Plus I’ve had the chance to tackle palaeography, which was completely new to me and which I regretted not having taken it in undergrad. My experiences of rare books as a librarian were handy, but for the most part it was all new info, and in the space of one semester, insular minuscule has gone from an impenetrable code to something I can pretty much read (slowly) (with help from lists of abbreviations). There’s something very satisfying about sharing my screen with my parents on Zoom so I can show them the manuscript I’m working with and explaining the letters to them, like I’ve cracked some kind of cipher.

A glimpse of RIA D.IV.2, the focus of my palaeography assignment

And I guess, most importantly, I’ve survived. Living completely alone (no housemates) for the first time, in a city I’d barely visited, in another country, during a pandemic, when my mental health was rocky to start with — it’s a lot. And there’ve been some darker moments.
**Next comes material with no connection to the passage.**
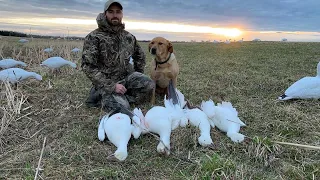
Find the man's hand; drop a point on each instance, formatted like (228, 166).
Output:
(120, 89)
But for the most part, I’ve been doing a hell of a lot better here than I was earlier this summer when I retreated to my bed in Cambridge and spent weeks as a depression slug. Having a focus has helped. Making new friends has helped. Learning new things has helped. Teaching others has helped.

I miss dance (my tiny one-bed isn’t vastly suited to it). I miss seeing my family and friends back in England. I’m not going home for Christmas because it doesn’t feel safe, and that’s going to be pretty tough, too. But it’s been a much better semester than I feared, and a much more normal one, too, for which I’m very grateful.